Stretching from the northern region of Georgia all the way to Pennsylvania, the Blue Ridge Mountains are a section of the massive Appalachian mountain range. Those who travel to the Blue Ridge Mountains will find that it is at times obscured by dense clouds and covered by millions of oak and pine trees. The mountains get their distinctive dark blue hue from the presence of the chemical isoprene found in many regional plants. Science aside, Blue Ridge Mountain travel is a great way to explore one-of-a-kind mountain towns like Asheville, North Carolina; Knoxville, Tennessee; Charlottesville, Virginia; and Morgantown, West Virginia. It also offers plenty of adventures for outdoorsy types, wonderful views for those interested in nature and a host of great local restaurants for gastronomes along for the ride. Visit the Blue Ridge Mountains and see what sets this corner of the world apart from all others. Let Travel + Leisure’s Blue Ridge Mountain travel guide lead the way.

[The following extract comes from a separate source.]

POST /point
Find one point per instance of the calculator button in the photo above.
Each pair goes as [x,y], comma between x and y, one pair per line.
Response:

Things Not to Miss in the Blue Ridge Mountains
• Take an epic road trip on the 469-mile Blue Ridge Parkway, a scenic highway that runs through the mountains
• Go hang gliding at Raven’s Roost in Virginia
• Climb to the top of North Carolina’s Mount Mitchell, the highest point in the Appalachian Mountain chain
• Check out Mabry Mill and see how blacksmiths and millers did their work centuries ago
• Take part in the many arts and crafts festivals in the small town of Berea, Kentucky
• Visit the lovely small town of Hot Springs, North Carolina, or get your beer drinking on in nearby Asheville, home to more than a dozen breweries
• Tour Virginia’s Blue Ridge Music Center, which chronicles the history of mountain music
• Camp out in Shenandoah National Park or Great Smoky Mountains National Park, connected to one another by the Blue Ridge Parkway
• Explore the wonderful Blacksburg, Virginia, one of the fastest-growing towns in the Blue Ridge Mountains
• Go for a hike near Humpback Rock and see old Appalachian farmhouses in the area
When to Go to the Blue Ridge Mountains
Due to their size, weather in the Blue Ridge Mountains varies greatly from region to region, but one thing is always true: the mountains are far from alpine and you won’t find much in the way of winter sports while in the area. To see the best of the Blue Ridge Mountains, visit the area during the summer and fall when the region’s extensive flora are at their most vibrant. Just be sure to bring along a rain jacket as precipitation occurs year-round.